A ball is launched with an initial velocity of 28.5 m/s at a 45° angle from the top of a cliff that is 10.0 m above the water below. Use g = 9.80 m/s2 to simplify the calculations. Note: You could answer these questions using projectile motion methods, but try using an energy conservation approach instead.

(a) What is the ball's speed when it hits the water?

m/s

(b) What is the ball's speed when it reaches its maximum height?

m/s

(c) What is the maximum height (measured from the water) reached by the ball in its flight?

m

2.

A boy reaches out of a window and tosses a ball straight up with a speed of 15 m/s. The ball is 30 m above the ground as he releases it. Use energy to find the following.

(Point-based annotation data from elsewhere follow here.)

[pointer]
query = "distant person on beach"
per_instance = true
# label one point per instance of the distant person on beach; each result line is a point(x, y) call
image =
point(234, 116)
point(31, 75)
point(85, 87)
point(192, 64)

(a) What is the ball's maximum height above the ground?

m

(b) What is the ball's speed as it passes the window on its way down?

m/s

(c) What is the speed of impact on the ground?

+2
Answers (1)
  1. 6 March, 19:09
    0
    When it hits the water, the initial kinetic energy will increase by additional potential energy of mgh where h is 10 m.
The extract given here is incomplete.